Une autre notion du sport est celle de l’éthique qu’elle véhicule : une morale à tenir, le respect d’un ensemble de règles, la loyauté vis-à-vis de ses concurrents, etc. Et l’on vous a d’ailleurs certainement répété que le plus important est de participer. Cette maxime tire son origine d’une citation (on vous livre la version longue) de Pierre de Coubertin (historien, pédagogue et fondateur du Comité international olympique) : « Le plus important aux Jeux olympiques n’est pas de gagner, mais de participer, car l’important dans la vie ce n’est point le triomphe, mais le combat : l’essentiel, ce n’est pas d’avoir vaincu, mais de s’être bien battu« .

Alors qu’en est-il de la chasse ?

La chasse est présentée comme sportive selon la notion du sport qui est mobilisée :

  • par les efforts physiques : les techniques à mettre en oeuvre et à maîtriser, les distances parcourues, les difficultés à surpasser, la fatigue qu’elle engendre, les équipements à acquérir, etc.
  • par sa réglementation et ses valeurs : la discipline est encadrée par une fédération, un code et des règles à respecter, et les licenciés doivent obtenir un permis pour pouvoir exercer. La chasse est organisée au niveau local, départemental, régional et national. D’ailleurs, comme l’expliquent Guyon et Fuchs, ces différents cadres réglementaires permettent d’institutionnaliser et de rendre acceptables les pratiques de chasse, et ainsi d’attirer un plus large public.
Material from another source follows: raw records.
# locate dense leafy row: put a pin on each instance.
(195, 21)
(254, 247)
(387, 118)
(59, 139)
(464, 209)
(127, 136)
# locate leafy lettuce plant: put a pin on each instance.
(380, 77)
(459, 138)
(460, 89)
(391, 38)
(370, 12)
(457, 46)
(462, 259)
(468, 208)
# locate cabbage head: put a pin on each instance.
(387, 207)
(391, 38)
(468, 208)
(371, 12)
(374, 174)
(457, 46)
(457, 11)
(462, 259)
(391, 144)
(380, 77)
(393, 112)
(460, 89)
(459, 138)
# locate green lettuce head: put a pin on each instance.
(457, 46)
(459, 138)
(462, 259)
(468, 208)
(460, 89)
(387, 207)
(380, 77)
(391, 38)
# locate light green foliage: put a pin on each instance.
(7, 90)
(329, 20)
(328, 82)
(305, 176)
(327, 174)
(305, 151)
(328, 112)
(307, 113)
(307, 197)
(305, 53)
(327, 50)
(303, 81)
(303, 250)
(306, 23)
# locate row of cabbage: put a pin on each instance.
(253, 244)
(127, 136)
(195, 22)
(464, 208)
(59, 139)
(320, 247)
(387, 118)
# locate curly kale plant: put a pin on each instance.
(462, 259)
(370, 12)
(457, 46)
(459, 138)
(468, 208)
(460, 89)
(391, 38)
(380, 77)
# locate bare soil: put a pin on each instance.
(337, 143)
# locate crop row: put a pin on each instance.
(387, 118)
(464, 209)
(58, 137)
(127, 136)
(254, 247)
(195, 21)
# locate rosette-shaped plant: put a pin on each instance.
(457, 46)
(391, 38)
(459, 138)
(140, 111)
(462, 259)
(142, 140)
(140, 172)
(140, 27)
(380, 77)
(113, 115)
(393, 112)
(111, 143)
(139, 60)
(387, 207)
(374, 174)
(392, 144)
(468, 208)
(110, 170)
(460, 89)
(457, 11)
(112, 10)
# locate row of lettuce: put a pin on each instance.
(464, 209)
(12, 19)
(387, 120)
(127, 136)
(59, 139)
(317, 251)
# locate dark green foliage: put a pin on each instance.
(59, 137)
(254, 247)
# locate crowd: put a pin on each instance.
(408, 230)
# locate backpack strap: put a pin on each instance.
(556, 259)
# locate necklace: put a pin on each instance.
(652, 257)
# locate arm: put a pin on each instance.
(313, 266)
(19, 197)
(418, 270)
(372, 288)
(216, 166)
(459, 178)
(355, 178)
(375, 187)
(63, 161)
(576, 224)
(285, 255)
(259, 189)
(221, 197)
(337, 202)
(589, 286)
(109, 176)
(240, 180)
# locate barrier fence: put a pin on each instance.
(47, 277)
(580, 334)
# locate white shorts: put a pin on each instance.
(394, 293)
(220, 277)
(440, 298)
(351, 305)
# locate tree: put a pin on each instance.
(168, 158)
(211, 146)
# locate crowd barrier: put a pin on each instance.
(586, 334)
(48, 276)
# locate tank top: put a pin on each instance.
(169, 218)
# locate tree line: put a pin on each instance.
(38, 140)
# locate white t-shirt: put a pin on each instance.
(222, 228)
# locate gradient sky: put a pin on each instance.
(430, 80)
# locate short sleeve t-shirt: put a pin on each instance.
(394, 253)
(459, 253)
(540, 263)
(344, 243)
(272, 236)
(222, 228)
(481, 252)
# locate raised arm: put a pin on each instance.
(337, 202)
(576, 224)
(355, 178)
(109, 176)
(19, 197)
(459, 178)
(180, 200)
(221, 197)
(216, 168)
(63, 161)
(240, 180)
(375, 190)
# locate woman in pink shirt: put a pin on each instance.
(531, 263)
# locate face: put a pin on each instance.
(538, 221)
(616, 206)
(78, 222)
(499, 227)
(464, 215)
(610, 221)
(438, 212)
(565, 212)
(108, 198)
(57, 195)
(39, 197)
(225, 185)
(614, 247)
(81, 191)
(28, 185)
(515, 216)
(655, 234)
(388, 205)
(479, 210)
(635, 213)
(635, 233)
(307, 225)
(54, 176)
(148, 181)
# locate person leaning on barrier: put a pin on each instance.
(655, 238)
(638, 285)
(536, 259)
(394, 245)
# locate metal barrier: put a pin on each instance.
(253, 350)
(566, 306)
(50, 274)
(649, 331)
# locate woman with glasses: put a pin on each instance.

Ce n’est pas tout, beaucoup de chasseurs expliquent qu’il y a des règles à respecter, qu’ils sont loyaux vis-à-vis de l’animal et le respectent.

🎖️ Lors de la première édition des Jeux olympiques modernes, en 1900, le tir au pigeon (vivant) faisait partie des épreuves sportives, comme l’explique France TV Info. Toutefois, Sylvain Bouchet, historien et spécialiste des Jeux Olympiques, explique pour le média que cette édition est particulière : « ce n’étaient pas des Jeux olympiques en soi« , car cette édition devait « produire du spectacle, de la fête« . Cette discipline a ensuite disparu du programme olympique.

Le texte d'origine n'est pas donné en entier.